How to search a file for the last block of consecutive lines that contain a keyword in Perl

Imagine a text file like below where <some random text> could be anything or nothing, implying the KEYWORD can appear anywhere in the line, alone or along with other text:

 1 <some random text>
 2 <some random text>KEYWORD<some random text>
 3 <some random text>KEYWORD<some random text>
 4 <some random text>
 5 <some random text>
 6 <some random text>KEYWORD<some random text>
 7 <some random text>
 8 <some random text>KEYWORD<some random text>
 9 <some random text>KEYWORD<some random text>
10 <some random text>KEYWORD<some random text>
11 <some random text>
12 <some random text>KEYWORD<some random text>
13 <some random text>KEYWORD<some random text>
14 <some random text>
15 <some random text>KEYWORD<some random text>
16 <some random text>

How can I get the last occurrence of 2 or more consecutive lines that contain the keyword (lines 12 and 13 in the example)? To be clear, I am not interested in lines (8, 9, 10) because although they contain the keyword and are consecutive, they are not the last, nor in line 15 because although it contains the keyword and is the last line with keyword, it is not part of 2 or more consecutive lines.

Upvotes: 3

Views: 161

Answers (3)

zdim
zdim

Reputation: 66899

Record such sequences of lines with the pattern as they come, always keeping the last set, and once the file is out you will have had the very last set. (Or read backwards if the file is large, per info added in a comment; see the second section below.)

A straightforward way

use warnings;
use strict;
use feature 'say';

die "Usage: $0 file(s)\n"  if not @ARGV;

my $threshold = 2;

my (@buf, $cnt, @res);

while (<>) {
    if (not /KEYWORD/) {
        $cnt = 0  if $cnt;
        @buf = () if @buf;
        next 
    }   

    ++$cnt;
    push @buf, $_; 

    if ($cnt >= $threshold) {
        @res = @buf;  # excessive copying; refine if a problem
    }
}
print for @res;

Remove the @ARGV check to allow STDIN input, which <> reads with no files given.

Notes

  • Lines go into a buffer until the threshold condition (number of repeated ones) is met, and counter is increased. On a line without a pattern these are reset

  • It's just once here (only two repeated lines are needed) so it'd be easier for later handling to copy the line into a scalar to save it, but using an array works for any threshold

  • Once the condition is met the buffer is copied. While that need be done for the first line that matches the threshold, to overwrite the @res from before, copying the whole array isn't needed for the following repeated lines -- can instead add the line once the threshold's passed.

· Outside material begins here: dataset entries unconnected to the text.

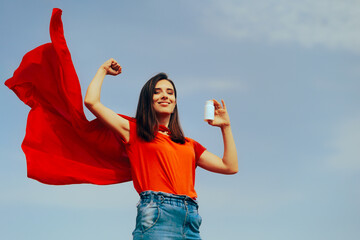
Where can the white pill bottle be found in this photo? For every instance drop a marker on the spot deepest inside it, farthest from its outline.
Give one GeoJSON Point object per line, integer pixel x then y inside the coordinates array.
{"type": "Point", "coordinates": [209, 110]}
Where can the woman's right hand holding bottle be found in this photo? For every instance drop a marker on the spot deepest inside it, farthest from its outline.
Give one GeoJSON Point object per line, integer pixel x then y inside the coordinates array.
{"type": "Point", "coordinates": [111, 67]}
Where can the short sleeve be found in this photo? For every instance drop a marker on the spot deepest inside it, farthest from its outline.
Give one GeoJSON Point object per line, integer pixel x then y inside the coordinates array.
{"type": "Point", "coordinates": [199, 149]}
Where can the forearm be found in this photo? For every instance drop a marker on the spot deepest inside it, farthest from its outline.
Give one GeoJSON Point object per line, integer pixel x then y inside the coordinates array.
{"type": "Point", "coordinates": [230, 158]}
{"type": "Point", "coordinates": [93, 92]}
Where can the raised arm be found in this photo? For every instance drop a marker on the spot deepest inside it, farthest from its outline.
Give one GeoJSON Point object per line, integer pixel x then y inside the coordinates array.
{"type": "Point", "coordinates": [228, 164]}
{"type": "Point", "coordinates": [92, 101]}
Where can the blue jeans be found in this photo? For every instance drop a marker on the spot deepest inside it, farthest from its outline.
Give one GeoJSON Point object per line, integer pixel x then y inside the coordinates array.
{"type": "Point", "coordinates": [163, 216]}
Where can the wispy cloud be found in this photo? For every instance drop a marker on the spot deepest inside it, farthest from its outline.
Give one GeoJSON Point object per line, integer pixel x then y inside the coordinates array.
{"type": "Point", "coordinates": [192, 85]}
{"type": "Point", "coordinates": [329, 23]}
{"type": "Point", "coordinates": [346, 155]}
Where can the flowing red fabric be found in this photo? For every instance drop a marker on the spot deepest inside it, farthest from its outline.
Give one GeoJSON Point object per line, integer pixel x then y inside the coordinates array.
{"type": "Point", "coordinates": [61, 146]}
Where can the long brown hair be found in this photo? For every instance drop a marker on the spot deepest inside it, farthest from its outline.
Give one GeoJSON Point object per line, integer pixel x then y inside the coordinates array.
{"type": "Point", "coordinates": [146, 120]}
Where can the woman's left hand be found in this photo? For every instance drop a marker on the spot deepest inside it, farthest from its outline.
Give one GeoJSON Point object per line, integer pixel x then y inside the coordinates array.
{"type": "Point", "coordinates": [221, 118]}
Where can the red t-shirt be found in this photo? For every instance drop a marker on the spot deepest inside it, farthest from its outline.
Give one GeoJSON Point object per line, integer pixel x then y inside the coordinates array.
{"type": "Point", "coordinates": [163, 165]}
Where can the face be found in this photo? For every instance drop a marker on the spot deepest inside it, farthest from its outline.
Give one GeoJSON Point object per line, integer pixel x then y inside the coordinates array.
{"type": "Point", "coordinates": [164, 100]}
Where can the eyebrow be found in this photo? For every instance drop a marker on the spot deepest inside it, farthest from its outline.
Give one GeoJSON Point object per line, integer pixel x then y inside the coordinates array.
{"type": "Point", "coordinates": [166, 89]}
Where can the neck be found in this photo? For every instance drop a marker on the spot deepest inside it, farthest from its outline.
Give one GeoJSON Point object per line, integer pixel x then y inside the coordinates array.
{"type": "Point", "coordinates": [163, 120]}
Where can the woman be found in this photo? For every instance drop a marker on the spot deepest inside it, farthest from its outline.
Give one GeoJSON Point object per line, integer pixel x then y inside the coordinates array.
{"type": "Point", "coordinates": [162, 160]}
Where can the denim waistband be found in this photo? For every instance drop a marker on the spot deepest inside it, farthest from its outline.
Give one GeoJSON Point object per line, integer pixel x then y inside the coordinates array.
{"type": "Point", "coordinates": [173, 199]}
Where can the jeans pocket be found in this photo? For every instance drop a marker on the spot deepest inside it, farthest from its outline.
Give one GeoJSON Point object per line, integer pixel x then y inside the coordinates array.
{"type": "Point", "coordinates": [147, 217]}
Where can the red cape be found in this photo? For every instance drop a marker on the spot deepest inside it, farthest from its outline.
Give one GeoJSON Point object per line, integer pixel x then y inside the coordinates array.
{"type": "Point", "coordinates": [61, 146]}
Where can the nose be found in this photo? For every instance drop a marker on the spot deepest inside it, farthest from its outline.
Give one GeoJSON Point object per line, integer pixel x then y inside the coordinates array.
{"type": "Point", "coordinates": [164, 96]}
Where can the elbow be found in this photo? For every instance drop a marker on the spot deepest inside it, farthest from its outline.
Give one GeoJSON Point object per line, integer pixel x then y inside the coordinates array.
{"type": "Point", "coordinates": [89, 103]}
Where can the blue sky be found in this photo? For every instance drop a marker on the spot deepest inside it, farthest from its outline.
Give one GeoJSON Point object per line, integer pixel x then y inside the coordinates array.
{"type": "Point", "coordinates": [288, 70]}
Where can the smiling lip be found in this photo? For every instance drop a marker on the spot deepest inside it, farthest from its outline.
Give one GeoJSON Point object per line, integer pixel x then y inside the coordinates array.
{"type": "Point", "coordinates": [163, 103]}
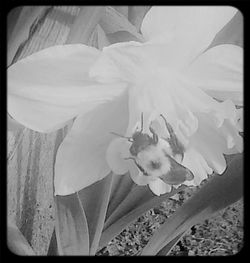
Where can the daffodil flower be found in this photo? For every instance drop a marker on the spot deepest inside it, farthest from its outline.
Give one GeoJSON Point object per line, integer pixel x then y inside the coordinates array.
{"type": "Point", "coordinates": [173, 89]}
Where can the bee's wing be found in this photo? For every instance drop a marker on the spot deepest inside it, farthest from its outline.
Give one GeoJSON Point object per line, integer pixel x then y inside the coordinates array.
{"type": "Point", "coordinates": [177, 173]}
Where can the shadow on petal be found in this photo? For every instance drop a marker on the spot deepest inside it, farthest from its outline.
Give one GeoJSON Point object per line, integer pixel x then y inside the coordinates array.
{"type": "Point", "coordinates": [81, 158]}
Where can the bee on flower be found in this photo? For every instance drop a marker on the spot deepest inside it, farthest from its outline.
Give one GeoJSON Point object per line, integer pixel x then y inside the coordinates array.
{"type": "Point", "coordinates": [172, 101]}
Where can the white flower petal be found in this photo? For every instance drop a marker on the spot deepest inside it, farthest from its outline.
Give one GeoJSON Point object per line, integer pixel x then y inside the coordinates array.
{"type": "Point", "coordinates": [158, 187]}
{"type": "Point", "coordinates": [116, 152]}
{"type": "Point", "coordinates": [219, 72]}
{"type": "Point", "coordinates": [136, 175]}
{"type": "Point", "coordinates": [188, 30]}
{"type": "Point", "coordinates": [81, 158]}
{"type": "Point", "coordinates": [51, 86]}
{"type": "Point", "coordinates": [194, 161]}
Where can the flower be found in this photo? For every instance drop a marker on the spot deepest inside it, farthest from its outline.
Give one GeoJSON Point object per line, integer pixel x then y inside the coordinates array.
{"type": "Point", "coordinates": [186, 92]}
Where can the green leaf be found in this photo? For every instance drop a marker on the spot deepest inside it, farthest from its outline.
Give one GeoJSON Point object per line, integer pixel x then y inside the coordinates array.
{"type": "Point", "coordinates": [71, 226]}
{"type": "Point", "coordinates": [218, 193]}
{"type": "Point", "coordinates": [20, 20]}
{"type": "Point", "coordinates": [139, 200]}
{"type": "Point", "coordinates": [85, 24]}
{"type": "Point", "coordinates": [94, 200]}
{"type": "Point", "coordinates": [17, 243]}
{"type": "Point", "coordinates": [112, 21]}
{"type": "Point", "coordinates": [231, 33]}
{"type": "Point", "coordinates": [121, 187]}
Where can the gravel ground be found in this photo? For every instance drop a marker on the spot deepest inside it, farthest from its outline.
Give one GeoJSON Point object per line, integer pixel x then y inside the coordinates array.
{"type": "Point", "coordinates": [221, 235]}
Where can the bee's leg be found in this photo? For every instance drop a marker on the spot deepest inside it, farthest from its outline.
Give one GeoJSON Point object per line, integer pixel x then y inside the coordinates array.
{"type": "Point", "coordinates": [139, 167]}
{"type": "Point", "coordinates": [173, 141]}
{"type": "Point", "coordinates": [155, 136]}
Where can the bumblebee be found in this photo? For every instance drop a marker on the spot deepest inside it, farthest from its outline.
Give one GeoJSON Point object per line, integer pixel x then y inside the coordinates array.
{"type": "Point", "coordinates": [159, 157]}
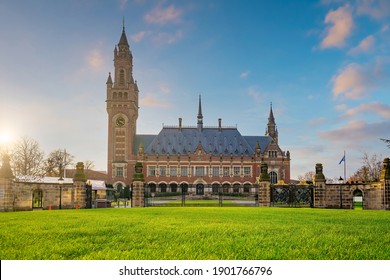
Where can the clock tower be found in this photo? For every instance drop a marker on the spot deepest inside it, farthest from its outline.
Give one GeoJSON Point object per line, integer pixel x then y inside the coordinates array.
{"type": "Point", "coordinates": [122, 109]}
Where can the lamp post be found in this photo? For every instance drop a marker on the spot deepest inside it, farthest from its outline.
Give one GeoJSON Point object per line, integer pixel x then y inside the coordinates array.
{"type": "Point", "coordinates": [60, 182]}
{"type": "Point", "coordinates": [341, 180]}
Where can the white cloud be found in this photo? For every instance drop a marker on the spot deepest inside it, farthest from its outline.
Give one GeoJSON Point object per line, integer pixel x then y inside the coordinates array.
{"type": "Point", "coordinates": [357, 131]}
{"type": "Point", "coordinates": [366, 45]}
{"type": "Point", "coordinates": [341, 25]}
{"type": "Point", "coordinates": [140, 36]}
{"type": "Point", "coordinates": [374, 107]}
{"type": "Point", "coordinates": [245, 74]}
{"type": "Point", "coordinates": [162, 16]}
{"type": "Point", "coordinates": [352, 82]}
{"type": "Point", "coordinates": [377, 9]}
{"type": "Point", "coordinates": [152, 102]}
{"type": "Point", "coordinates": [317, 121]}
{"type": "Point", "coordinates": [341, 107]}
{"type": "Point", "coordinates": [168, 38]}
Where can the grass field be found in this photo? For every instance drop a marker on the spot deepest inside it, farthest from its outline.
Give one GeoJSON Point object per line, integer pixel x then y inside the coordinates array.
{"type": "Point", "coordinates": [199, 233]}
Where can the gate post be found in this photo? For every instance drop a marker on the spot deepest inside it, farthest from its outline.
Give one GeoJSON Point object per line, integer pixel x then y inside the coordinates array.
{"type": "Point", "coordinates": [385, 183]}
{"type": "Point", "coordinates": [319, 187]}
{"type": "Point", "coordinates": [264, 190]}
{"type": "Point", "coordinates": [138, 191]}
{"type": "Point", "coordinates": [6, 186]}
{"type": "Point", "coordinates": [79, 180]}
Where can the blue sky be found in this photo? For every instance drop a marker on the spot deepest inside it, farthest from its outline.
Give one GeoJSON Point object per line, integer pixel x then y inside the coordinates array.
{"type": "Point", "coordinates": [324, 65]}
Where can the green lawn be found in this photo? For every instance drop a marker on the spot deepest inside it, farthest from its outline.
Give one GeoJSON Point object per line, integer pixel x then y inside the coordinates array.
{"type": "Point", "coordinates": [198, 233]}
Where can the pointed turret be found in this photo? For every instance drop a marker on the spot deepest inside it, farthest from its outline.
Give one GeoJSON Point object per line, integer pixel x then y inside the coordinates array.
{"type": "Point", "coordinates": [271, 126]}
{"type": "Point", "coordinates": [109, 80]}
{"type": "Point", "coordinates": [123, 40]}
{"type": "Point", "coordinates": [200, 116]}
{"type": "Point", "coordinates": [271, 118]}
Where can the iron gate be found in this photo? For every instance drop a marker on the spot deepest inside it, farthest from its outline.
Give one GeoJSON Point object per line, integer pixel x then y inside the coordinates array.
{"type": "Point", "coordinates": [292, 196]}
{"type": "Point", "coordinates": [201, 195]}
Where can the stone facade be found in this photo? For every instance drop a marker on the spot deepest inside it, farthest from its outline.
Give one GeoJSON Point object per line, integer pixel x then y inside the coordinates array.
{"type": "Point", "coordinates": [178, 154]}
{"type": "Point", "coordinates": [375, 194]}
{"type": "Point", "coordinates": [19, 196]}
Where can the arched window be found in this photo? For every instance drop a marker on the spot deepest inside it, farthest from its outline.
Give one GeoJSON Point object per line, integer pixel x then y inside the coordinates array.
{"type": "Point", "coordinates": [122, 77]}
{"type": "Point", "coordinates": [37, 198]}
{"type": "Point", "coordinates": [163, 187]}
{"type": "Point", "coordinates": [152, 188]}
{"type": "Point", "coordinates": [273, 177]}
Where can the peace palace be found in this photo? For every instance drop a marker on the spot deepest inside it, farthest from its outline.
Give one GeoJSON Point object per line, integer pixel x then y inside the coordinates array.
{"type": "Point", "coordinates": [198, 158]}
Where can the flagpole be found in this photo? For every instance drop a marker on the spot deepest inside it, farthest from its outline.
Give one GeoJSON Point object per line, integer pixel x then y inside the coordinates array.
{"type": "Point", "coordinates": [345, 168]}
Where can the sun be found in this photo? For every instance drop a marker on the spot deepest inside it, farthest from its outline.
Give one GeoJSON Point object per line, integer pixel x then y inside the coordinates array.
{"type": "Point", "coordinates": [6, 137]}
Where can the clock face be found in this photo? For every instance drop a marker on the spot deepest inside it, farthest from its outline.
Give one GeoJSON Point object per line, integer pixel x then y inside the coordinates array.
{"type": "Point", "coordinates": [120, 121]}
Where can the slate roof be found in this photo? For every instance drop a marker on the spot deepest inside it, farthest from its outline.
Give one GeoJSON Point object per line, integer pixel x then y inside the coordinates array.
{"type": "Point", "coordinates": [216, 140]}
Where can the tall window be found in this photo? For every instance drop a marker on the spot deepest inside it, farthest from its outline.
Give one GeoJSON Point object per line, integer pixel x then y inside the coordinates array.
{"type": "Point", "coordinates": [215, 171]}
{"type": "Point", "coordinates": [247, 171]}
{"type": "Point", "coordinates": [184, 171]}
{"type": "Point", "coordinates": [119, 171]}
{"type": "Point", "coordinates": [122, 77]}
{"type": "Point", "coordinates": [226, 171]}
{"type": "Point", "coordinates": [152, 170]}
{"type": "Point", "coordinates": [273, 177]}
{"type": "Point", "coordinates": [173, 171]}
{"type": "Point", "coordinates": [272, 154]}
{"type": "Point", "coordinates": [236, 171]}
{"type": "Point", "coordinates": [199, 171]}
{"type": "Point", "coordinates": [163, 171]}
{"type": "Point", "coordinates": [37, 198]}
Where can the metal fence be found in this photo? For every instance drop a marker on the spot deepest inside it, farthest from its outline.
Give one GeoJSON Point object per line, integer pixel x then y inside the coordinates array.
{"type": "Point", "coordinates": [202, 195]}
{"type": "Point", "coordinates": [292, 196]}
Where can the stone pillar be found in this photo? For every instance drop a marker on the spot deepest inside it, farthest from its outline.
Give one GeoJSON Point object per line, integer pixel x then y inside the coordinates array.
{"type": "Point", "coordinates": [264, 194]}
{"type": "Point", "coordinates": [79, 179]}
{"type": "Point", "coordinates": [6, 186]}
{"type": "Point", "coordinates": [385, 183]}
{"type": "Point", "coordinates": [319, 187]}
{"type": "Point", "coordinates": [138, 188]}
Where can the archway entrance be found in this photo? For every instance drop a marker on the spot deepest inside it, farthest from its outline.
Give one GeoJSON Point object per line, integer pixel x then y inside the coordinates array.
{"type": "Point", "coordinates": [358, 199]}
{"type": "Point", "coordinates": [37, 198]}
{"type": "Point", "coordinates": [200, 189]}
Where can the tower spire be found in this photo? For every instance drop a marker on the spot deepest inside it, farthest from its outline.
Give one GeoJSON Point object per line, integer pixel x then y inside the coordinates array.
{"type": "Point", "coordinates": [123, 40]}
{"type": "Point", "coordinates": [200, 116]}
{"type": "Point", "coordinates": [271, 126]}
{"type": "Point", "coordinates": [271, 118]}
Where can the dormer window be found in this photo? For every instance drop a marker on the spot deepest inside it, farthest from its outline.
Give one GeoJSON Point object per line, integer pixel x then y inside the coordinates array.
{"type": "Point", "coordinates": [122, 77]}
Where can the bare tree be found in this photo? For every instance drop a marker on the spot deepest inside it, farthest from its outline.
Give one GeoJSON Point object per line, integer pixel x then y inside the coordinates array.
{"type": "Point", "coordinates": [27, 159]}
{"type": "Point", "coordinates": [387, 141]}
{"type": "Point", "coordinates": [307, 177]}
{"type": "Point", "coordinates": [371, 169]}
{"type": "Point", "coordinates": [89, 165]}
{"type": "Point", "coordinates": [57, 162]}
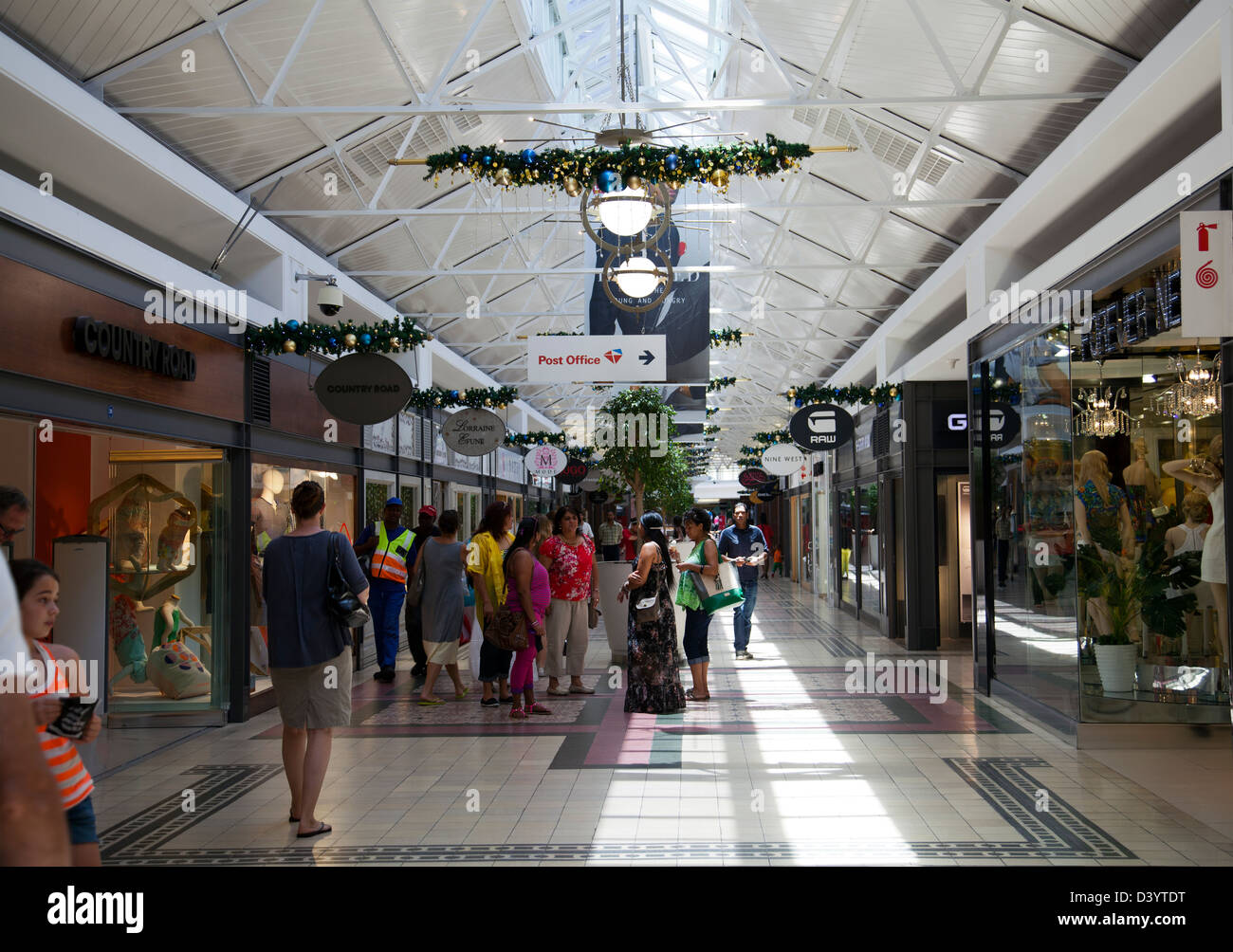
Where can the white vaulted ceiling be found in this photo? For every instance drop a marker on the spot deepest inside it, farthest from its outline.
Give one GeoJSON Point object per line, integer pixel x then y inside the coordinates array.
{"type": "Point", "coordinates": [296, 94]}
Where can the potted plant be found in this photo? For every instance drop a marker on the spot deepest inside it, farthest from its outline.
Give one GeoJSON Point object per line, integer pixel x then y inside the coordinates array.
{"type": "Point", "coordinates": [1129, 598]}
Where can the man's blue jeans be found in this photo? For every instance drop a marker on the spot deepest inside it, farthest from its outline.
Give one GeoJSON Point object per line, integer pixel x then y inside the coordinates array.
{"type": "Point", "coordinates": [744, 615]}
{"type": "Point", "coordinates": [386, 607]}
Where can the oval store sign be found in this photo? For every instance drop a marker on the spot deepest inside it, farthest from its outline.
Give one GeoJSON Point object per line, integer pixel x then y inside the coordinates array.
{"type": "Point", "coordinates": [473, 431]}
{"type": "Point", "coordinates": [362, 389]}
{"type": "Point", "coordinates": [783, 459]}
{"type": "Point", "coordinates": [575, 471]}
{"type": "Point", "coordinates": [752, 477]}
{"type": "Point", "coordinates": [545, 462]}
{"type": "Point", "coordinates": [821, 427]}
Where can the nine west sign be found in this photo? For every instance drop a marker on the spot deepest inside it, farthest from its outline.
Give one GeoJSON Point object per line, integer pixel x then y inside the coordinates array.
{"type": "Point", "coordinates": [111, 341]}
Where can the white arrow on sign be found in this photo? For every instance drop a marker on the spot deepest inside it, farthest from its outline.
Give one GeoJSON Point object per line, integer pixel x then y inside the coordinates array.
{"type": "Point", "coordinates": [566, 357]}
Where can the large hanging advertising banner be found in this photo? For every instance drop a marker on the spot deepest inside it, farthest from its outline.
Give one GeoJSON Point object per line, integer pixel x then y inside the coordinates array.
{"type": "Point", "coordinates": [683, 317]}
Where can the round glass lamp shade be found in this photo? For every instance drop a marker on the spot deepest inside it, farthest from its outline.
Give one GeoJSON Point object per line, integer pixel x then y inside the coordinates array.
{"type": "Point", "coordinates": [636, 276]}
{"type": "Point", "coordinates": [623, 213]}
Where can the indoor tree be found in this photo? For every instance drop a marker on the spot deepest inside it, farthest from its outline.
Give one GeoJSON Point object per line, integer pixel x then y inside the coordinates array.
{"type": "Point", "coordinates": [649, 471]}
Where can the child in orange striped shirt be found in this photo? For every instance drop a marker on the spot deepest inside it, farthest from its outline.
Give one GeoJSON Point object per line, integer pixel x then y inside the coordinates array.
{"type": "Point", "coordinates": [38, 590]}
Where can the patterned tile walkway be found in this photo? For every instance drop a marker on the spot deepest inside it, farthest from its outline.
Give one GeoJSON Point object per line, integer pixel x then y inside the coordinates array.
{"type": "Point", "coordinates": [783, 767]}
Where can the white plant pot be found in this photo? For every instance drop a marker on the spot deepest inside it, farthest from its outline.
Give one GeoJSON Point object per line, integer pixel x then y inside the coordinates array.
{"type": "Point", "coordinates": [611, 576]}
{"type": "Point", "coordinates": [1116, 668]}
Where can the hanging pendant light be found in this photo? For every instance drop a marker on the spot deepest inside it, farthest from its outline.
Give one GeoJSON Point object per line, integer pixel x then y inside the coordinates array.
{"type": "Point", "coordinates": [1097, 413]}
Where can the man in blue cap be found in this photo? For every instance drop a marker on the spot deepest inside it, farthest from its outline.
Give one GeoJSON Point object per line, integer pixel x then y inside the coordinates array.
{"type": "Point", "coordinates": [389, 542]}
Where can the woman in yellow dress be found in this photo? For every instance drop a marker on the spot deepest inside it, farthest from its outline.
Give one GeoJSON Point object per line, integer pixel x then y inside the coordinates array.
{"type": "Point", "coordinates": [485, 557]}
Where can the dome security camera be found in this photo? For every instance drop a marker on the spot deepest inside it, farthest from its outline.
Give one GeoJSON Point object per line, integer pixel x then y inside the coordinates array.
{"type": "Point", "coordinates": [329, 300]}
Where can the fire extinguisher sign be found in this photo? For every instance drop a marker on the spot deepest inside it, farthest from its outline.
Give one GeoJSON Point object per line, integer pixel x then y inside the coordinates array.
{"type": "Point", "coordinates": [1206, 274]}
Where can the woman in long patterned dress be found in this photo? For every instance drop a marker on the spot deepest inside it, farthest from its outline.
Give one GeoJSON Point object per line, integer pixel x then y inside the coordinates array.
{"type": "Point", "coordinates": [653, 686]}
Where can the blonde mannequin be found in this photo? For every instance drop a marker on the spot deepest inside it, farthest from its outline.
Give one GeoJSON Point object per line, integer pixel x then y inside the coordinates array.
{"type": "Point", "coordinates": [1207, 472]}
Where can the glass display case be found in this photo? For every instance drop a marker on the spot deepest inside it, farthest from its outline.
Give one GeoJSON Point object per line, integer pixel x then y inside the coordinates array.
{"type": "Point", "coordinates": [270, 517]}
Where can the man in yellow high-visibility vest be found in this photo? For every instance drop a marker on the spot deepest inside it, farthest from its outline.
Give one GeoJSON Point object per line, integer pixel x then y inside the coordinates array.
{"type": "Point", "coordinates": [389, 542]}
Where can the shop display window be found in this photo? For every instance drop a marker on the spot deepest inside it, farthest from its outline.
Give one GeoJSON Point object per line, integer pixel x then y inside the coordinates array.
{"type": "Point", "coordinates": [160, 508]}
{"type": "Point", "coordinates": [270, 503]}
{"type": "Point", "coordinates": [1108, 607]}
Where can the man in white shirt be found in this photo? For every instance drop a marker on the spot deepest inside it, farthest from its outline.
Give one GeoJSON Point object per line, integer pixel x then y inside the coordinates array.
{"type": "Point", "coordinates": [32, 826]}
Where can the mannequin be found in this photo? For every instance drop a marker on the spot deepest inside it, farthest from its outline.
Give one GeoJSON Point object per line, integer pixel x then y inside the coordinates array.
{"type": "Point", "coordinates": [1207, 472]}
{"type": "Point", "coordinates": [267, 522]}
{"type": "Point", "coordinates": [1142, 489]}
{"type": "Point", "coordinates": [169, 620]}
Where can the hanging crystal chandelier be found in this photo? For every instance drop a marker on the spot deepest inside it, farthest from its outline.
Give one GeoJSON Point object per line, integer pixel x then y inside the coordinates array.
{"type": "Point", "coordinates": [1096, 411]}
{"type": "Point", "coordinates": [1197, 391]}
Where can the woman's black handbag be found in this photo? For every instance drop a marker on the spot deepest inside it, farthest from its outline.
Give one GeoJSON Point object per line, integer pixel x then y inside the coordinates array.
{"type": "Point", "coordinates": [341, 602]}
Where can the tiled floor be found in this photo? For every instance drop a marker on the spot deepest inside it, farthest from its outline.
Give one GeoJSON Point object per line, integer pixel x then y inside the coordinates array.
{"type": "Point", "coordinates": [783, 767]}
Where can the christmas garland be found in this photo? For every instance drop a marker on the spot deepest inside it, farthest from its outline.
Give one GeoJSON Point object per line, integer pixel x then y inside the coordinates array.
{"type": "Point", "coordinates": [576, 169]}
{"type": "Point", "coordinates": [300, 337]}
{"type": "Point", "coordinates": [854, 394]}
{"type": "Point", "coordinates": [475, 398]}
{"type": "Point", "coordinates": [542, 438]}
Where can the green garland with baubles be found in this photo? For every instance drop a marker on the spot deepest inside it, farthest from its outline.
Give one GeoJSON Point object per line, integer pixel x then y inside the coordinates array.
{"type": "Point", "coordinates": [572, 171]}
{"type": "Point", "coordinates": [300, 337]}
{"type": "Point", "coordinates": [879, 396]}
{"type": "Point", "coordinates": [475, 398]}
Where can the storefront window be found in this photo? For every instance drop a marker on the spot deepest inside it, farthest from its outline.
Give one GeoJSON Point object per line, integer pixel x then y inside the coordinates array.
{"type": "Point", "coordinates": [270, 503]}
{"type": "Point", "coordinates": [1098, 497]}
{"type": "Point", "coordinates": [160, 508]}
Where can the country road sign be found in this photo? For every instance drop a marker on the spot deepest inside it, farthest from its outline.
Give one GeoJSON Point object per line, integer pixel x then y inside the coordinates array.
{"type": "Point", "coordinates": [567, 357]}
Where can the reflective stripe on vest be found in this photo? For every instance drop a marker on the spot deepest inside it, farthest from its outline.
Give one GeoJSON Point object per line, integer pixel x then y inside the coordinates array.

    This requires an additional little tap dance; here's one way (minimally tested)

    while (<>) {
        if (not /KEYWORD/) {
            $cnt = 0  if $cnt;
            @buf = () if @buf;
            next
        }
        ++$cnt;
    
        if ($cnt < $threshold) {
            push @buf, $_;
        }
        elsif ($cnt == $threshold) {
            @res = (@buf, $_);
        }
        else {
            push @res, $_
        }
    }
    

    Now the buffer is copied the first time a line with the pattern adds to the count greater than the threshold, but the following lines are added without an extra buffer copy. (If such sequences of lines are very infrequent, or the file is rather small, this will not have a noticable effect.)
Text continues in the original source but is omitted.